Key Laboratory of Carcinogenesis and Translational Research (Ministry of Education), Department of Thoracic Surgery II, Peking University Cancer Hospital & Institute, Beijing, China.
Center for Data Science, Peking University, Beijing, China.
Eur J Radiol. 2020 Aug;129:109150. doi: 10.1016/j.ejrad.2020.109150. Epub 2020 Jun 25.
Adenocarcinoma (ADC) is the most common histological subtype of lung cancers in non-small cell lung cancer (NSCLC) in which ground glass opacifications (GGOs) found on computed tomography (CT) scans are the most common lesions. However, the presence of a micropapillary or a solid component is identified as an independent predictor of prognosis, suggesting a more extensive resection.
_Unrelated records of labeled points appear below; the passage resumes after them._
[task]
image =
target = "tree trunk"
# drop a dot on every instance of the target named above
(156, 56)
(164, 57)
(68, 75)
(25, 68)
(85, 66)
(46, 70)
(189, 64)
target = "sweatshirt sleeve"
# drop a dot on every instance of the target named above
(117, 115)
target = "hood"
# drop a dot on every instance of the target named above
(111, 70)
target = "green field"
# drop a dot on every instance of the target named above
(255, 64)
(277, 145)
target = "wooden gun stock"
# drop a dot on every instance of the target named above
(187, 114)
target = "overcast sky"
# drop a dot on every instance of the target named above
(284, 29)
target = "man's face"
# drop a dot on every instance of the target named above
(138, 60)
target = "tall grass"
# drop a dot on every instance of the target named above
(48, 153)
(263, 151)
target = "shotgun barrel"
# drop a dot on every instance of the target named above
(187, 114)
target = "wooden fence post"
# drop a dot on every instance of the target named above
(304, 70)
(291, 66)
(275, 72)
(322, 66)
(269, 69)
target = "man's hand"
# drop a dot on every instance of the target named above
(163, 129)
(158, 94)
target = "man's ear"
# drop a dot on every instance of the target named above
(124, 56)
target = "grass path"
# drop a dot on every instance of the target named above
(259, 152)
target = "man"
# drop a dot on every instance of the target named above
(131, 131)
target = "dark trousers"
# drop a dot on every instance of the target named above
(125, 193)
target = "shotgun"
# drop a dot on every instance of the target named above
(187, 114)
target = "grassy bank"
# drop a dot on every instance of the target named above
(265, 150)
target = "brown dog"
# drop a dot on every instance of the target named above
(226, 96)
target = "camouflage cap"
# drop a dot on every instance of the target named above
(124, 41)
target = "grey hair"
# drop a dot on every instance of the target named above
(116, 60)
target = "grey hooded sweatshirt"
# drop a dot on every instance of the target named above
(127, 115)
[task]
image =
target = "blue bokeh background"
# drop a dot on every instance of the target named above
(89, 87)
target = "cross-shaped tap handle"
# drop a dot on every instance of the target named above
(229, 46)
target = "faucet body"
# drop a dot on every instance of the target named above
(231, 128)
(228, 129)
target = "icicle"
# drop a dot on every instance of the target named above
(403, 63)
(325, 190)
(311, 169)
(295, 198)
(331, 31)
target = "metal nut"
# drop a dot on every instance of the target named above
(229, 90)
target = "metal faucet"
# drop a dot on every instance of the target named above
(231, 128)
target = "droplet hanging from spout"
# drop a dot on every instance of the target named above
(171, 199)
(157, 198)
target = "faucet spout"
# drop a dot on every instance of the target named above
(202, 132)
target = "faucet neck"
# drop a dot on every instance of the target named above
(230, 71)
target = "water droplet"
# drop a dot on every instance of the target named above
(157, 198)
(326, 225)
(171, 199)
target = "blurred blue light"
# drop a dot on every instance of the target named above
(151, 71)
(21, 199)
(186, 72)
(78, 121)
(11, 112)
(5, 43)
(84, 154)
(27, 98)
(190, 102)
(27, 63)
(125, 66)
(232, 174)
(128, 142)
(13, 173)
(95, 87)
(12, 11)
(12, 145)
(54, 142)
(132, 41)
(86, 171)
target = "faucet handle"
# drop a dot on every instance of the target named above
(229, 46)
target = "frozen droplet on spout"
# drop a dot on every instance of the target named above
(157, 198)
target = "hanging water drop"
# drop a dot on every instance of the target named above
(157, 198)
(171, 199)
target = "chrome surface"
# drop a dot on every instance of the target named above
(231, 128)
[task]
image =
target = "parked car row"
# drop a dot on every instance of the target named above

The purpose of our study is to explore imaging phenotyping using a method combining radiomics with deep learning (RDL) to predict high-grade patterns within lung ADC.
Included in this study were 111 patients differentiated as having GGOs and pathologically confirmed ADC. Four different groups of methods were compared to classify the GGOs for the prediction of the pathological subtypes of high-grade lung ADCs in definitive hematoxylin and eosin stain, including radiomics with gray-level features, radiomics with textural features, deep learning method, and the RDL.
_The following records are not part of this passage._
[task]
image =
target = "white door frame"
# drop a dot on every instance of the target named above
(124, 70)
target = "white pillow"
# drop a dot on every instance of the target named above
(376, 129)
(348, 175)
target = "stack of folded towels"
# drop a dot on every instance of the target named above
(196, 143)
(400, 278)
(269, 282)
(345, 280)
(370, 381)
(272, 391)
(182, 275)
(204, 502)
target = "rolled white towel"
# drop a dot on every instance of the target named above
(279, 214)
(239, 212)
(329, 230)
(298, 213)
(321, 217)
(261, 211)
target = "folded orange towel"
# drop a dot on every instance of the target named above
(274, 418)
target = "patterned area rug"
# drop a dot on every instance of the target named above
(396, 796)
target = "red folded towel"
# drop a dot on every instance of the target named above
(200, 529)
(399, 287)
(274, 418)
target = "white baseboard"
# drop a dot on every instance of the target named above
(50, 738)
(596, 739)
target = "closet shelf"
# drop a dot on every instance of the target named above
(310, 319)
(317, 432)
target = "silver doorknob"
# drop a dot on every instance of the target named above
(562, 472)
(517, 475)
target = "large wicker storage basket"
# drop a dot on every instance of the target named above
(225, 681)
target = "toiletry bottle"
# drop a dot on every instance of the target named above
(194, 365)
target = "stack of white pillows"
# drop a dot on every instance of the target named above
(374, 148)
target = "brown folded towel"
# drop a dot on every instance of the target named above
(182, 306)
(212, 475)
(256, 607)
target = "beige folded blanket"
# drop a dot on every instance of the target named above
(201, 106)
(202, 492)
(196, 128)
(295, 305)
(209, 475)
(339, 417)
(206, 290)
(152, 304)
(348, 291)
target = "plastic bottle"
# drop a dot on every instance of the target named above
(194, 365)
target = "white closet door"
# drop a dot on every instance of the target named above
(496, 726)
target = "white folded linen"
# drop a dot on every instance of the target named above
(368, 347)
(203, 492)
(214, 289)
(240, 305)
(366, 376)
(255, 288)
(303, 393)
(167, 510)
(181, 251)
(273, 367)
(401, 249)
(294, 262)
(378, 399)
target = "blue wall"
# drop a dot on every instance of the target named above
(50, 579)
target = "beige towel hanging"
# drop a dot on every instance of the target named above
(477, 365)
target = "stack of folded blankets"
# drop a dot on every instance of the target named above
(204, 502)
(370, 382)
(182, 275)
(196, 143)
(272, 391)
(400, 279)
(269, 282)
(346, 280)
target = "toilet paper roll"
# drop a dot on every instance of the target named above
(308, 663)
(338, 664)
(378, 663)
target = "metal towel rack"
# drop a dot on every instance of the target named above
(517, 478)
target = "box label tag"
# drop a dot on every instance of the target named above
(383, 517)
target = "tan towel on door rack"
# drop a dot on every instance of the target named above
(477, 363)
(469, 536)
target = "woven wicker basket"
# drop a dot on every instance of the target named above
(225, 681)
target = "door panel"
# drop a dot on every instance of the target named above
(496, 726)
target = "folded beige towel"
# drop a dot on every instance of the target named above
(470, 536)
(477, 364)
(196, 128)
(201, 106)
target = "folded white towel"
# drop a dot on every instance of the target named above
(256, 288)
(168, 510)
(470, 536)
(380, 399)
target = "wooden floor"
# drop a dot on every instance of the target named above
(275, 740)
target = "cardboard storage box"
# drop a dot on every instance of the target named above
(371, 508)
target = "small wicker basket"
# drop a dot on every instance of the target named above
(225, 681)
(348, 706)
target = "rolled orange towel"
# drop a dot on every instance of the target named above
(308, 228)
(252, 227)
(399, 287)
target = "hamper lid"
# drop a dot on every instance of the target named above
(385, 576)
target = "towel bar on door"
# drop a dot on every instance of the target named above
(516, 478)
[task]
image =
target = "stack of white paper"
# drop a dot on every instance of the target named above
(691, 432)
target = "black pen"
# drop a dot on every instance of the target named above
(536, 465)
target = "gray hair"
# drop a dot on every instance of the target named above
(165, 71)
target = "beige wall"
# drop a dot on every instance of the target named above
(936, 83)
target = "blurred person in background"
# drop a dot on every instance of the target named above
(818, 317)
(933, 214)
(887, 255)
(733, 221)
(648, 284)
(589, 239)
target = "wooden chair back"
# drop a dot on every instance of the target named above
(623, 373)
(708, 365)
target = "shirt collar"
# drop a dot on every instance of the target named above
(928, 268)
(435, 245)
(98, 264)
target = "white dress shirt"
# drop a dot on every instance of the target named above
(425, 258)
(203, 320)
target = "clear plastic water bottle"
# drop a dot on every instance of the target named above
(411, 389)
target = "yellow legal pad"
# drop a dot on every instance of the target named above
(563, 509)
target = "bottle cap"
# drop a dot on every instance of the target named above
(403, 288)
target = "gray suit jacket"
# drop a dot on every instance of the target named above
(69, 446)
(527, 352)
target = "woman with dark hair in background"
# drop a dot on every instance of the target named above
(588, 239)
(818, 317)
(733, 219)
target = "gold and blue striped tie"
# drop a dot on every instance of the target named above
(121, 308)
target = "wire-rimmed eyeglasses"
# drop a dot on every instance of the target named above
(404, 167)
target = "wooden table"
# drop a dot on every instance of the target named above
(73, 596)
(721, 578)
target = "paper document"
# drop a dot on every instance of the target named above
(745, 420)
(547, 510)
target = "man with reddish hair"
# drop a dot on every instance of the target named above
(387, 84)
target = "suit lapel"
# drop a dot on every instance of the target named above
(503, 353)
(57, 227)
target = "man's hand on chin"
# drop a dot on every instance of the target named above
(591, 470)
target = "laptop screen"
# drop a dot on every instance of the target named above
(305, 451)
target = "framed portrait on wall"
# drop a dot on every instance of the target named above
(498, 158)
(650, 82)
We evaluated the performance of different models on 111 NSCLC patients using 4-fold cross-validation. The proposed RDL has achieved an overall accuracy of 0.913, which significantly outperforms the other methods (p < 0.01, analysis of variation, ANOVA). In addition, we also verified the generality and practical effectiveness of these models on an independent validation dataset of 28 patients. The results showed that our RDL framework with an accuracy of 0.966 significantly surpassed other methods.
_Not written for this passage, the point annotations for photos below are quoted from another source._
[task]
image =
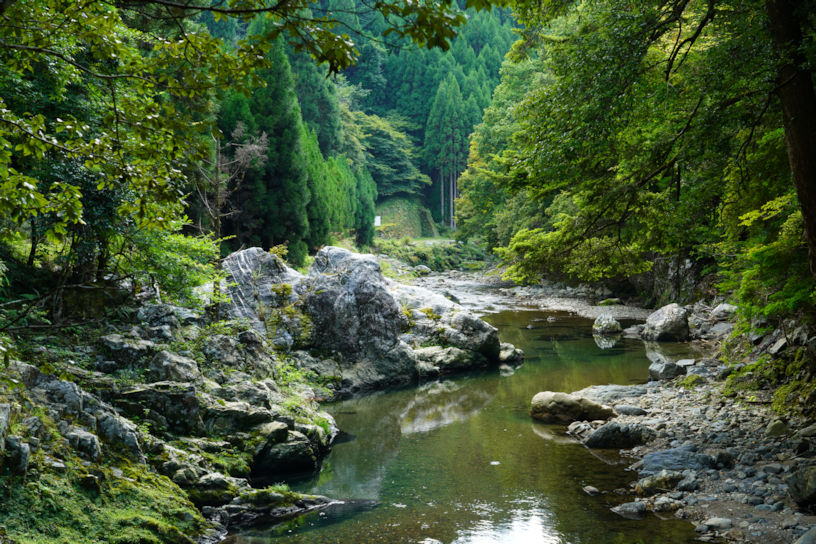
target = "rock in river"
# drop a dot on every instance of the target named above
(614, 435)
(557, 407)
(668, 323)
(606, 324)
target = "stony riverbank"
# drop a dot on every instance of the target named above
(730, 467)
(170, 423)
(721, 460)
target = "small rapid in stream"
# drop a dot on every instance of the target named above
(460, 461)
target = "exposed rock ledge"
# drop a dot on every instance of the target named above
(347, 322)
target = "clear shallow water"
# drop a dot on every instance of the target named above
(461, 462)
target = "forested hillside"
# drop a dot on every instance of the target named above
(619, 136)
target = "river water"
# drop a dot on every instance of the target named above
(461, 462)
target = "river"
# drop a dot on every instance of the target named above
(460, 461)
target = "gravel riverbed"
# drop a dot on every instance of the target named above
(728, 463)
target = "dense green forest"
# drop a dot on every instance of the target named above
(621, 134)
(593, 139)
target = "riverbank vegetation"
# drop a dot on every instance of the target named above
(621, 136)
(141, 141)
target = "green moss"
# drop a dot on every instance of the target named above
(430, 314)
(232, 462)
(691, 381)
(435, 254)
(409, 316)
(52, 508)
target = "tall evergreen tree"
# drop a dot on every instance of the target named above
(318, 102)
(273, 200)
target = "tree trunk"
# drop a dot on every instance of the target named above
(450, 198)
(798, 99)
(35, 239)
(441, 196)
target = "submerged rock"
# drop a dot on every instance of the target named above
(675, 459)
(630, 510)
(557, 407)
(606, 324)
(614, 435)
(663, 369)
(665, 480)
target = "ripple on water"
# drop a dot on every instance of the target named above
(423, 459)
High-grade lung ADC based on histologic pattern spectrum in GGO lesions might be predicted by the framework combining radiomics with deep learning, which reveals advantage over radiomics alone.
腺癌(ADC)是非小细胞肺癌(NSCLC)中最常见的组织学亚型,在 CT 扫描上发现的磨玻璃混浊(GGO)是最常见的病变。然而,微乳头或实体成分的存在被认为是预后的独立预测因素,提示需要更广泛的切除。本研究旨在探索使用结合放射组学和深度学习(RDL)的方法进行成像表型分析,以预测肺 ADC 中的高级别模式。
本研究纳入了 111 例经病理证实为 GGO 的 ADC 患者。为了预测高级别肺 ADC 的病理亚型,我们比较了 4 组不同的方法对 GGO 进行分类,包括基于灰度特征的放射组学、基于纹理特征的放射组学、深度学习方法和 RDL。
我们在 111 例 NSCLC 患者中使用 4 折交叉验证评估了不同模型的性能。所提出的 RDL 达到了 0.913 的总体准确率,明显优于其他方法(p<0.01,方差分析)。此外,我们还在 28 例独立验证数据集中验证了这些模型的通用性和实际效果。结果表明,我们的 RDL 框架以 0.966 的准确率明显优于其他方法。
基于 GGO 病变中组织学模式谱的高级别肺 ADC 可能可以通过结合放射组学和深度学习的框架来预测,这比单独使用放射组学更有优势。